Attending a Hiatus Kaiyote show is an ethereal experience. Their vibrant sound, self-described as “multi-dimensional, polyrhythmic gangster shit,” is freshly innovative, too otherworldly to be confined to a box. Their show is less like a setlist and more like a narrative, an uninhibited exploration of wondrous soundscapes possessing chameleon-like tendencies, effortlessly morphing between hip hop, soul, r&b, jazz, electronic, and rock.
Taking the stage to chants of, “HIATUS! HIATUS,” the band opened with the title track from Choose Your Weapon, which has the feel of a video game revving up in anticipation of a new and exciting adventure. Through gritty beats and cosmic-sounding voices, they wasted no time transporting us all to another universe, one that featured a wide selection of songs from their newest album. Smiling in acknowledgement of the audience, singer Nai Palm thanked everyone for coming to the show and indicated that they were very happy to be there that night.
Palm’s onstage demeanor was passionate, yet gracious, filled with smiles and stories about the various songs she sang. You could really sense her feeding off of the crowd’s adoration toward her band. “I wrote this song as a tribute to Stevie Wonder,” she announced before leading into “Breathing Underwater” with her brightly toned guitar. Having grown up singing along with Stevie Wonder and Aretha Franklin records, these influences are quite apparent in Palm’s spiritedly soulful vocals. “We have the best fans. The other night we had a fan give us a music box that played this song,” she gushed before they burst into “Laputa,” a glittering, drifting track composed in homage to Japanese animator Hayao Miyazaki, as the audience sang along with every word.

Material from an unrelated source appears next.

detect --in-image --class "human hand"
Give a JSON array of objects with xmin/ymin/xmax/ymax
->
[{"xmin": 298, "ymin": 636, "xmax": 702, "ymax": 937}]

In addition to their awesomely eclectic, innovative style, Hiatus Kaiyote’s extremely tight musicianship makes them a real standout in the sea of new music out today. This was especially evident in “Jekyll,” which starts off as a smooth, jazzy number, then gives way to an Afrobeat-infused interlude before an ending that’s straight up funk. Drummer Perrin Moss backflips between time signatures on a dime, making it seem easier than flipping the channel on a remote. He changes tempos at will with metronomic precision, injecting each track with an old-school pulse so strong it’s impossible not to find yourself nodding along to the beat. Simon Mavin’s spiraling keyboard and synth grooves add quite the orchestral dynamic to their performance, completed by a series of silky smooth bass lines laid down by Paul Bender.
With such an intricately layered, multi-dimensional sound, it’s no surprise that even Prince has invited this amazingly talented band to jam at his house. Their songs uniquely showcase their musical influences, carefully incorporating them in an interesting and complex manner to create something new that is truly out of this world. Defying all genre limitations, Hiatus Kaiyote is one of the most impressive new acts to come around in a long time and their live show is certain leave you awestruck as you exit the room.